What Toppled the Wall: Would You Believe, Knight Rider?
I have a dear East German friend. Born in 1971 in East Berlin, he lived under the Communist rule and witnessed November 9 in the city. He said that beginning with Regan’s “tear this wall down” speech in June 1987 they knew “the West was coming.” That’s how it felt to him and his high school friends. Not that they were breaking out of the East, but that the West was crashing in.
Three years ago he sent a childhood friend of his to see me at the Paley Center. We were browsing through the collection, Russian roulette style, just punching numbers into the video system and seeing what program came up. We stopped on a show that I recognized as Knight Rider, before the opening credits. The scene was a huge flat valley. A car is going a hundred miles or so. Carson says to me, “ the floor is going to open up, and the car is going to go underground.” And that’s exactly what happened!
I was stunned. He grew up in East Berlin, how did he see an obscure Knight Rider episode? He said that in the eighties a lot of Western shows started seeping in. The East couldn’t afford to create a full slate of programming, and things were already laxing and they were buying cheap shows. The scene is visually striking and he remembered it.
So it’s official. David Hasselhoff gets some credit for making the wall fall. Because once you’ve seen Kit, you’re just not going to accept total government oppression.
And, in a full-circle thing, it turned out that Hasselhoff performed “Looking for Freedom” on the wall in 1990.
Germany: A Country Like no Other
Germany has a unique place in the American psyche. For the generations of the 20th century they represented, in broad strokes, a harsh, dominating people who were at the center of two world wars and were Nazis then Communists. Sure there was Beethoven et al, but the beauty of music was pretty abstract when compared to the SS Storm Troopers. Germany turned on its own people, first the Jews to the obscene degree in the Holocaust, then the people of the GDR, the East Germans, held captive behind a wall for 28 years. The Germans seemed completely antithetical to the American spirit of freedom.

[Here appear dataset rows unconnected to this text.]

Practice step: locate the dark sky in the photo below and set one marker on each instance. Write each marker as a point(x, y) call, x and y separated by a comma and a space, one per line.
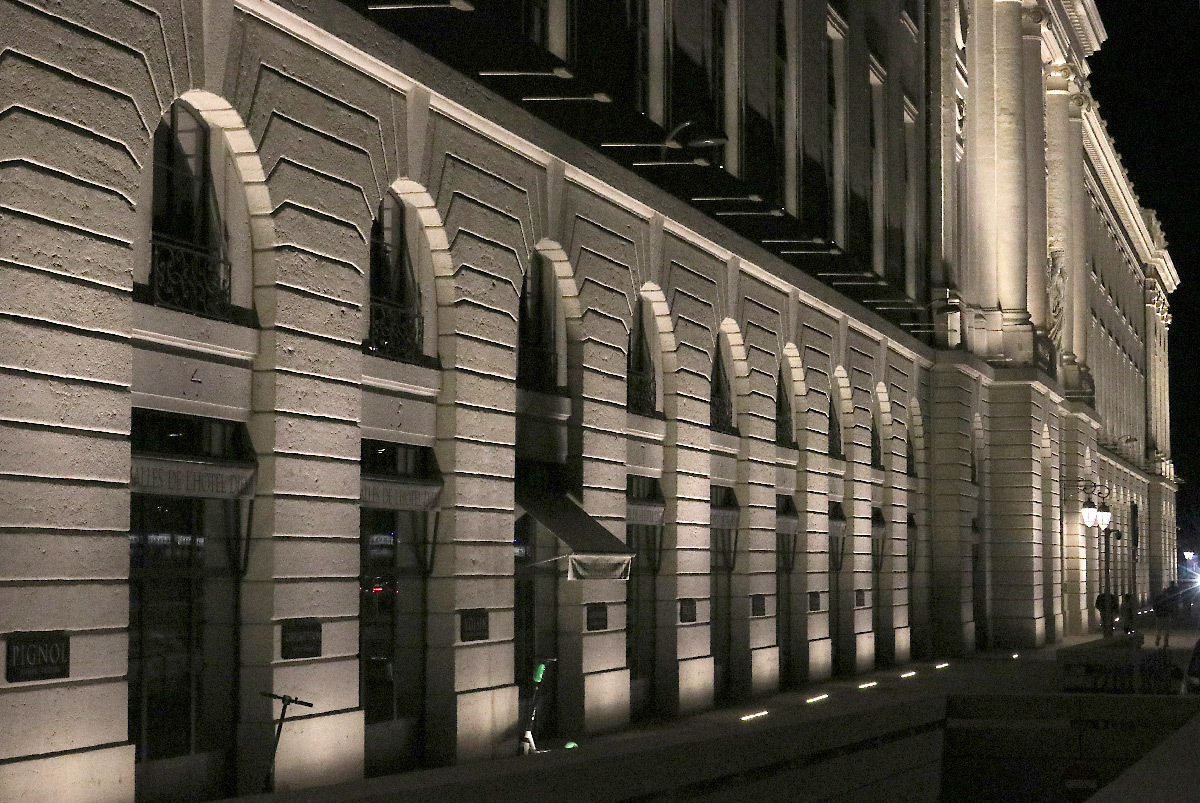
point(1146, 78)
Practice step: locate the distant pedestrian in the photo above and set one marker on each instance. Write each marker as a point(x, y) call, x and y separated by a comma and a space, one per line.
point(1192, 679)
point(1107, 606)
point(1165, 606)
point(1127, 612)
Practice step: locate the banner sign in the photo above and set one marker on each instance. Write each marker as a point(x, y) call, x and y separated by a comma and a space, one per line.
point(399, 495)
point(191, 478)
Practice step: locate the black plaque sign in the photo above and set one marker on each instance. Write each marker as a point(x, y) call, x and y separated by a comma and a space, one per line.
point(40, 655)
point(300, 639)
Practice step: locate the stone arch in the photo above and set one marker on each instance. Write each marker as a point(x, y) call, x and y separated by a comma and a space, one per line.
point(431, 258)
point(843, 396)
point(916, 435)
point(883, 423)
point(663, 349)
point(793, 378)
point(976, 445)
point(568, 309)
point(252, 252)
point(735, 357)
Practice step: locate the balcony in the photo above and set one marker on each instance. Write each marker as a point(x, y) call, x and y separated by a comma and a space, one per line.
point(189, 277)
point(396, 333)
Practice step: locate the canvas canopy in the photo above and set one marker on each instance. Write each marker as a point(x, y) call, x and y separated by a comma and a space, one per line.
point(595, 552)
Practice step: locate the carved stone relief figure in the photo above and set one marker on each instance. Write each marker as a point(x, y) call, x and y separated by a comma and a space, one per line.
point(1056, 294)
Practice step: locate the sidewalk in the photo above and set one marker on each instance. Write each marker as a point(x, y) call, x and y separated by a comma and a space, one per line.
point(786, 733)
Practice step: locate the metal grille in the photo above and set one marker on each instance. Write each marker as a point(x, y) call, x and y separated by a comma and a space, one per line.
point(473, 624)
point(396, 331)
point(190, 277)
point(641, 391)
point(687, 611)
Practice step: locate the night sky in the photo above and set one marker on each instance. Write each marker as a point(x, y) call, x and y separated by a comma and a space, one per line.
point(1146, 78)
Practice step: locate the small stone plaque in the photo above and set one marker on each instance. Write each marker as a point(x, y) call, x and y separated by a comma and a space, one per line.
point(40, 655)
point(300, 639)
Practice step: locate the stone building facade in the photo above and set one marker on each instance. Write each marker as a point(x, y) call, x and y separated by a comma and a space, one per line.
point(375, 357)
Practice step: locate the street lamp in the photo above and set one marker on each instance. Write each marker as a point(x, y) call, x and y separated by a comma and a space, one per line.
point(1093, 515)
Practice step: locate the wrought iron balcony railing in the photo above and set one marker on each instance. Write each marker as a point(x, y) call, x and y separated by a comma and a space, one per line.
point(189, 277)
point(396, 331)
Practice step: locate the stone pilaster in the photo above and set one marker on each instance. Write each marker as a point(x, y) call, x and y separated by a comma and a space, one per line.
point(953, 501)
point(1017, 507)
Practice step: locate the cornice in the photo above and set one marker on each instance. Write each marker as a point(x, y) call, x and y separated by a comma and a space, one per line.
point(1085, 18)
point(1119, 192)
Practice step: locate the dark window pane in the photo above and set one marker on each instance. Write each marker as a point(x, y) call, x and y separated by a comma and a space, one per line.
point(598, 616)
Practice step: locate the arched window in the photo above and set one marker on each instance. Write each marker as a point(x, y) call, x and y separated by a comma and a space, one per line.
point(876, 444)
point(785, 429)
point(834, 433)
point(640, 369)
point(910, 456)
point(537, 355)
point(396, 330)
point(720, 403)
point(189, 264)
point(780, 106)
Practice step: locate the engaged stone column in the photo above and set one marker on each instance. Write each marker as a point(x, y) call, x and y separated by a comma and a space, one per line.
point(1035, 166)
point(1080, 312)
point(1009, 175)
point(1060, 297)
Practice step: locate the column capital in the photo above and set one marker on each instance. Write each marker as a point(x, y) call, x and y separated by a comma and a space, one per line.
point(1032, 17)
point(1065, 78)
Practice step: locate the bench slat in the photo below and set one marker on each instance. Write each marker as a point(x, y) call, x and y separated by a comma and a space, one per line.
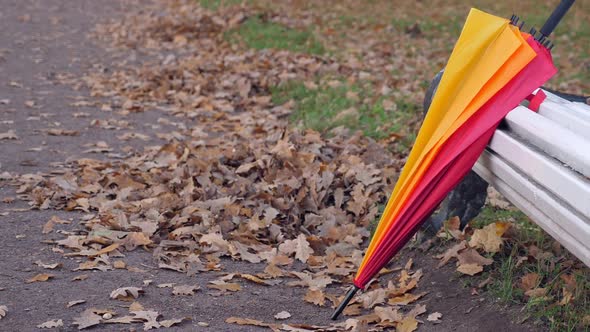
point(554, 218)
point(566, 117)
point(561, 181)
point(552, 138)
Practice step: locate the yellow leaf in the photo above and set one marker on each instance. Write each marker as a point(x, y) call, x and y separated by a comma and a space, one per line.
point(40, 277)
point(470, 269)
point(407, 324)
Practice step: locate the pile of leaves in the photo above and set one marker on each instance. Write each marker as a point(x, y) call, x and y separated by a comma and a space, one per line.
point(239, 183)
point(539, 273)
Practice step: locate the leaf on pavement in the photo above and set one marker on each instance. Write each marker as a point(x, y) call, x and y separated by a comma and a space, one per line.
point(282, 315)
point(51, 324)
point(489, 238)
point(126, 293)
point(87, 319)
point(73, 303)
point(470, 269)
point(185, 289)
point(40, 278)
point(434, 317)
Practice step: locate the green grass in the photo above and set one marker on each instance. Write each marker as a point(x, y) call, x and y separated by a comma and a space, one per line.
point(259, 34)
point(350, 105)
point(506, 273)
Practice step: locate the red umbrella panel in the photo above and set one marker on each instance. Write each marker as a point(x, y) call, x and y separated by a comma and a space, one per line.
point(457, 157)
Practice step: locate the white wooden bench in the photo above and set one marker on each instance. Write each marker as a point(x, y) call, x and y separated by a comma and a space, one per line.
point(541, 163)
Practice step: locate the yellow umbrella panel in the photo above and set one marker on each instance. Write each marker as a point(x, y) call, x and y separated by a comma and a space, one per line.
point(494, 50)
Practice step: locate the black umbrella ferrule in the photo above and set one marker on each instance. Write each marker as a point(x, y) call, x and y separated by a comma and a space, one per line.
point(533, 32)
point(344, 302)
point(556, 17)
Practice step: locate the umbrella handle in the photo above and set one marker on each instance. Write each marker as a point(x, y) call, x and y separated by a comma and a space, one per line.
point(555, 17)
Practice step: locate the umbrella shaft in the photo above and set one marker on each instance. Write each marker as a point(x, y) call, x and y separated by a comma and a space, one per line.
point(344, 302)
point(556, 16)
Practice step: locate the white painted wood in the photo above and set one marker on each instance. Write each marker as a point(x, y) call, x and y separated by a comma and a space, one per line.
point(566, 184)
point(552, 138)
point(551, 205)
point(519, 190)
point(559, 113)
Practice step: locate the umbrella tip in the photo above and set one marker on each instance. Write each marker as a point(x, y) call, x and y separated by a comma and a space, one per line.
point(344, 302)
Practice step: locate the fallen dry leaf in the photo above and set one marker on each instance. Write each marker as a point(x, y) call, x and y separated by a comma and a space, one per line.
point(390, 314)
point(126, 293)
point(75, 302)
point(172, 322)
point(408, 324)
point(489, 238)
point(470, 269)
point(8, 135)
point(87, 319)
point(48, 266)
point(40, 278)
point(185, 289)
point(452, 252)
point(51, 324)
point(81, 277)
point(223, 286)
point(471, 256)
point(434, 317)
point(282, 315)
point(536, 292)
point(316, 297)
point(405, 299)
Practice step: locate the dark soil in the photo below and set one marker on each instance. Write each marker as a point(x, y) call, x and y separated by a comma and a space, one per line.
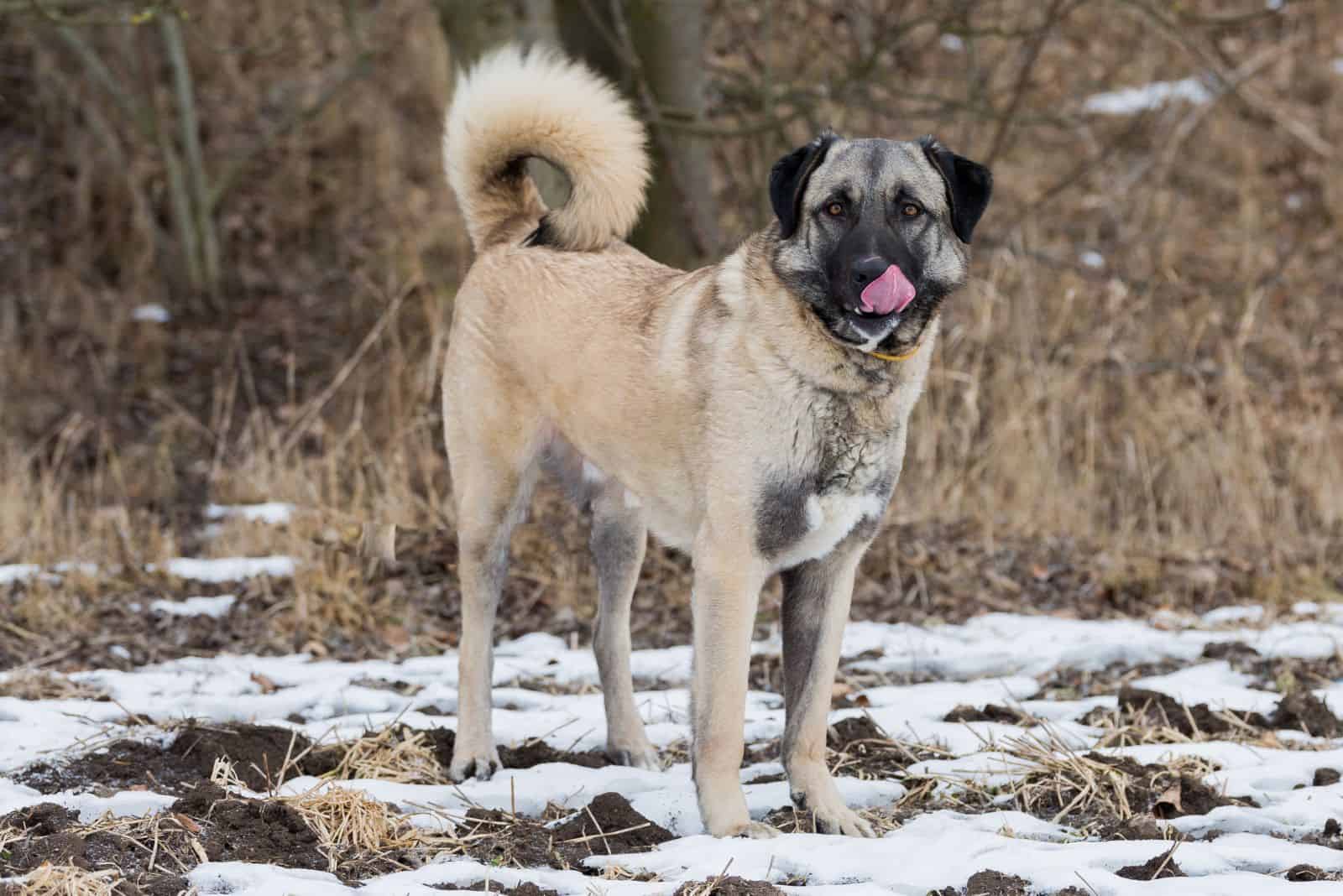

The idea of the 96-mile Wall is still shocking; the idea of the Iron Curtain still chilling. My Cold War childhood was after the days of “ducking and covering” under the school desk, but the idea that “they” were trying to take over “us” was still in the air, and it was frightening. People were shot and killed whenever they tried to escape those Eastern Bloc countries---it’s a child’s nightmare come to life.
That oppression has been over for 20 years now. A generation of Germans has been born in a unified country, with no East or West classification. For the postwar generations, they could not imagine that in their lifetime the Wall would ever be gone.
And So a Gigantic Idea
Berlin is an artful city, a seat of European sophistication and avant-garde aesthetics. To celebrate the gigantic idea of unifying the city and the country they turned to the French marionette street theater company Royal de Luxe to create a 3-day street theater on October 3, the official national day of celebrating Germany’s unification. Many felt that November 9, the fall of the Wall, would be the more appropriate day for the annual national day, moreso than the bureaucratic Oct. 3 (1990). But November 9 is also the date of the Kristallnacht pogram (1938) against the Jews. There are 365 days in a year, and fate gives Germany 2 wildly different and important historic events on the same date, but the former does not allow for celebration of the latter on that day. Germany's struggles with its past is far from over.
And so on Oct. 3, the Big Giant, with the help of his French Lilliputians, rose out of the river and searched for his niece the Little Giantess so they could be reunited. The Boston Globe has stupendous pictures of the theater by John MacDougal.